Among studies authored by the 3 Cambridge Judge faculty members in the top four journals, here are brief summaries of one article by Lucio Sarno, Raghavendra Rau and Elroy Dimson during the study period:
Professor Lucio Sarno
“Information Flows in Foreign Exchange Markets: Dissecting Customer Currency Trades”
Journal of Finance
The study examined order flows in the foreign-exchange market, drawing on a broad data set of currencies and customer segments of FX end-users.
“The results suggest that order flows are highly informative about future exchange rates and provide significant economic value. We also find that different customer groups can share risk with each other effectively through the intermediation of a large dealer, and differ markedly in their predictive ability, trading styles, and risk exposure.”
Professor Raghavenda Rau
“What Doesn’t Kill You Will Only Make You More Risk-Loving: Early-Life Disasters and CEO Behavior”
Journal of Finance
The study showed a link between the intensity of CEOs’ early-life exposure to fatal disasters and corporate risk-taking, which has economic consequences on firm riskiness and cost of capital.

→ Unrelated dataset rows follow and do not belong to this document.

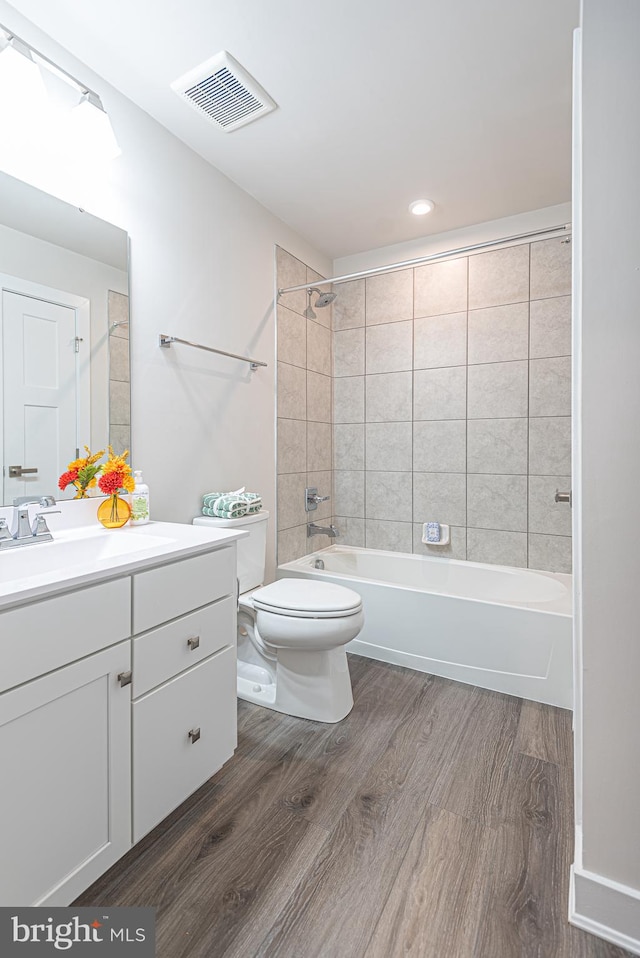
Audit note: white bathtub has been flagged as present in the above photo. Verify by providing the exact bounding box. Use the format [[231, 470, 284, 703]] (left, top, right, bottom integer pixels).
[[277, 546, 573, 708]]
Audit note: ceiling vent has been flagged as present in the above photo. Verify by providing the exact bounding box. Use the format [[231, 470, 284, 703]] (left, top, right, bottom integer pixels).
[[171, 50, 277, 133]]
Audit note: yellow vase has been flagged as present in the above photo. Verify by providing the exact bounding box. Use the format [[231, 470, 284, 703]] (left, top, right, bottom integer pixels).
[[98, 494, 131, 529]]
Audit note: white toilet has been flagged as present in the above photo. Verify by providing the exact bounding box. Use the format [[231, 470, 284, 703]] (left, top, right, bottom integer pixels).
[[193, 512, 364, 722]]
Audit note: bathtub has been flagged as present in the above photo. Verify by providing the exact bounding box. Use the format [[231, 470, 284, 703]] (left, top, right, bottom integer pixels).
[[277, 546, 573, 708]]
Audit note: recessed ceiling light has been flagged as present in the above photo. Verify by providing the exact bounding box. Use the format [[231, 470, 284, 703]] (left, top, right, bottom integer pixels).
[[409, 200, 436, 216]]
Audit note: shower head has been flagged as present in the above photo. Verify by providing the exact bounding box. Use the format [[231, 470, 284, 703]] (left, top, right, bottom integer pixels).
[[304, 286, 338, 319]]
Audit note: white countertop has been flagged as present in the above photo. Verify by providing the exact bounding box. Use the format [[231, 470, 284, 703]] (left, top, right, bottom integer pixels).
[[0, 512, 248, 611]]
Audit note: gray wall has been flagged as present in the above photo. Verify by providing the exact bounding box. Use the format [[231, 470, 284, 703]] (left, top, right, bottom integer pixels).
[[333, 239, 571, 572]]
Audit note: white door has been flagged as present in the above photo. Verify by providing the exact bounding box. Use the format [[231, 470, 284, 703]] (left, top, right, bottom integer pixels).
[[2, 290, 78, 502]]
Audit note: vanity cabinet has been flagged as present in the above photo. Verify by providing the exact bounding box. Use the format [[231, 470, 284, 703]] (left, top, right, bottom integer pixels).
[[0, 543, 236, 906]]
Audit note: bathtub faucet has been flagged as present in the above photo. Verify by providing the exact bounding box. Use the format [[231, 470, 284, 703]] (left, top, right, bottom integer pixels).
[[307, 522, 340, 539]]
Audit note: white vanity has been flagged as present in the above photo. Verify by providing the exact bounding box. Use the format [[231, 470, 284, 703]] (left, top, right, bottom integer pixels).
[[0, 510, 242, 905]]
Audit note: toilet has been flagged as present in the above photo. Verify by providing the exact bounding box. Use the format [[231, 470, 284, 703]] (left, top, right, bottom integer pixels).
[[193, 512, 364, 722]]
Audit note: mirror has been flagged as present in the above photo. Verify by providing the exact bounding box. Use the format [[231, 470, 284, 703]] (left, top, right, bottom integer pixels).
[[0, 173, 131, 505]]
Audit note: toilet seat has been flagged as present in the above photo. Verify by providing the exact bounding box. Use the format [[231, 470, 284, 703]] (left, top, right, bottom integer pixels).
[[251, 578, 362, 619]]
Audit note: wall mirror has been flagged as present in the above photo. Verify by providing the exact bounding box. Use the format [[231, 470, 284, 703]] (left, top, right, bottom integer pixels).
[[0, 173, 131, 505]]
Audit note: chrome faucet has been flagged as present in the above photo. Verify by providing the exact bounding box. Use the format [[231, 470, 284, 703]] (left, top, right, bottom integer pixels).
[[0, 496, 60, 551], [307, 522, 340, 539]]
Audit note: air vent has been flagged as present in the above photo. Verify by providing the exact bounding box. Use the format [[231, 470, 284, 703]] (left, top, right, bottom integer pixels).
[[171, 50, 276, 133]]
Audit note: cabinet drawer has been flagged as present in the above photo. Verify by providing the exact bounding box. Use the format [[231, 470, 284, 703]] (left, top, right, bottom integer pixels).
[[133, 596, 236, 698], [133, 542, 236, 633], [133, 648, 237, 842], [0, 576, 131, 691]]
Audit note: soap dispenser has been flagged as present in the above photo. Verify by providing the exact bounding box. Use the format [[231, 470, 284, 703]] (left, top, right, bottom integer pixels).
[[131, 469, 149, 526]]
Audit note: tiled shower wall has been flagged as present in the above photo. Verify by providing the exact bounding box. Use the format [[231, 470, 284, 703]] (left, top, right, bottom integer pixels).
[[332, 239, 571, 572], [276, 247, 333, 563]]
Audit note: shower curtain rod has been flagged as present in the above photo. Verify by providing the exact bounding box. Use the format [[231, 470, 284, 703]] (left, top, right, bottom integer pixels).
[[278, 223, 571, 296]]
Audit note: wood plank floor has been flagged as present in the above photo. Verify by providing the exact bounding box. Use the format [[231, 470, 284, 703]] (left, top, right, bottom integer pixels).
[[76, 656, 627, 958]]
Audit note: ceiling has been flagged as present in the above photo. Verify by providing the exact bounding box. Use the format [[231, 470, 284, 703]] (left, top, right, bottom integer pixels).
[[5, 0, 579, 257]]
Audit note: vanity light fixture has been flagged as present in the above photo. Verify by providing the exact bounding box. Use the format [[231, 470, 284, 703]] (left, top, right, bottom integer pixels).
[[0, 24, 122, 159], [409, 200, 436, 216]]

“CEOs who experience fatal disasters without extremely negative consequences lead firms that behave more aggressively, whereas CEOs who witness the extreme downside of disasters behave more conservatively,” the study found.
Professor Elroy Dimson
“The Price of Wine”
Journal of Financial Economics
The study examined the impact of aging on wine prices and long-term investment performance of fine wines, based on historical price records for Bordeaux Premiers Crus.
“Young maturing wines from high-quality vintages provide the highest financial returns,” the study found. “We estimate a real financial return to wine investment (net of storage costs) of 4.1%, which exceeds bonds, art, and stamps.”